Friday, June 13, 2014

The Kvikk Lunsj Tur

My son tells me that what I will miss most about Norway is Kvikk Lunsj, a candy bar that is remarkably similar to an American brand that rhymes with Chit-Chat.  I believe KvikkLunsj is better and that in a blind taste test I could distinguish the two, but I am probably kidding myself.  In any case, I love them.  I really, really love them.  My family gave them to me in lieu of a birthday cake because I love them so.
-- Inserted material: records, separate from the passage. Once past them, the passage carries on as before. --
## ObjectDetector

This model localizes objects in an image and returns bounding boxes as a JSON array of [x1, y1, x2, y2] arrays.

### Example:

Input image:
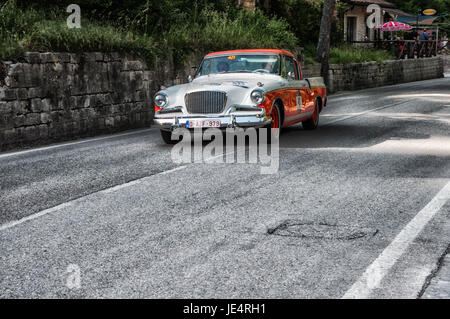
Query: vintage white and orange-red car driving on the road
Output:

They are not at all good for you.  They are not high quality chocolate.  They are junk food.  And I love them.

I tried my first Kvikk Lunsj because they’re a common snack on weekend ski trips.  You put one in your pocket with an orange and head out.  Kvikk Lunsj is far superior when consumed chilled.  “If this can keep skiers going, it can keep me going, right?” I rationalized that first time.  And then it became my standard backpack snack, my protection against a delayed flight or train or misreading the bus schedule. 

Since I knew that I was deluding myself, I dug in deeper.  Kvikk Lunsj wrappers include a description of a hike or walk in locations all over Norway.  They always end with the injunction: “God søndagstur!” I started trying to translate the wrappers to justify my purchases.  I got extra excited every time I was in the location profiled on the Kvikk Lunsj wrapper.  I took pictures of the wrappers of the bars that I had consumed:

 (until I became embarrassed by the number).  More than once, I actually took the hike.

When I was in Bergen with my family, we even went to the KvikkLunsj website, where consumers post pictures of their Kvikk Lunsj God Søndag Turs.  And everyone looks really happy.  And remarkably fit, given that they’re eating junk food.

Off we went on our Kvikk Lunsj hike.  

I was teaching later in the day and had forgotten proper walking shoes and a hat.  

Really, the only Norwegian thing about me that morning was my Kvikk Lunsj.  

I mused about whether Americans would be healthier (and would dress more appropriately for the weather) if our junk food came wrapped in hiking suggestions.

(Perhaps the real question I should be exploring here is whether Kvikk Lunsj is the magical ingredient necessary for Americans to affect that look of European ennui.  Don’t deny it.  You know the look.)

Lately, I haven’t had much Kvikk Lunsj.  My teaching obligations are complete.  I’ve begun to pack and clean.  And the weather really isn’t right for it.  They really are better served chilled.  So maybe it’s not what I will miss most.  We’ll see, come next year’s birthday.